Pledges of receivables

One key change is that the possibility to establish a pledge of receivables by recording the pledge in the pledge register has been abandoned.

Consequently, the current rules will remain in effect. A pledge of receivables is perfected by entering into a pledge agreement. In order to (i) ensure the enforceability of the pledge against the debtor and (ii) establish the priority of the pledge vis-à-vis other creditors and third parties with conflicting rights, the pledge must be notified to, or acknowledged by, the debtor.

It should be noted that receivables can be included in a registered pledge to the extent they form part of a business pledged as a universality of goods (floating charge).

Access to the national pledge register

Another key change concerns access to the national pledge register.

Under the Security Interests Act, access to the pledge register was originally limited to certain categories of persons. Such restricted access was, however, deemed inconsistent with the purposes of the reform, namely to enhance efficiency and transparency.

Despite the Privacy Commission's opinion to the contrary, the Amending Act now provides for general access to the national pledge register, upon the submission of a valid request and the payment of a (nominal) fee.

Retention of title

The Amending Act introduces a change with respect to retention of title. A retention of title can be recorded in the national pledge register, albeit registration is not required for its validity or enforceability. Registration of a retention of title may be useful when it comes to resolving conflicts with a mortgage creditor in the event the goods in question become immovable through incorporation.

A posteriori judicial review

Simplified enforcement proceedings (which are largely based on the procedure set out in the Financial Collateral Act) are available for pledges by non-consumers. In principle, enforcement will no longer require prior judicial approval. However, at any time during the enforcement proceedings, an interested party can petition the attachments judge if it objects to the manner in which the pledge is being or was executed or the proceeds distributed.

Whilst the Security Interests Act already provided for the possibility of a posteriori judicial review, the Amending Agreement shortens the period during which an interested party may file a petition requesting such review. The petition must be filed within one month (rather than one year as initially provided) after notification of the completion of enforcement or three months if the interested party did not receive a notification. This change is expected to result in greater legal certainty.

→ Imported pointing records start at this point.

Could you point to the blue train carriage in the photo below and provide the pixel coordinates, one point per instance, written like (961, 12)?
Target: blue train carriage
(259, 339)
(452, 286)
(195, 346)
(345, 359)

Assets deemed immovable due to their purpose or use

Under the Security Interests Act it was unclear whether movable assets considered immovable due to their intended use or purpose at the time of entering into the pledge agreement could be pledged. The Amending Act clarifies this issue by providing that such assets may indeed be pledged.

Next steps

Before the national pledge register is up and running and the new rules on in rem security interests in movable assets enter into effect, a number of outstanding issues concerning the pledge register and related costs must be resolved by means of implementing decrees. We will be sure to keep you informed of further developments in this regard.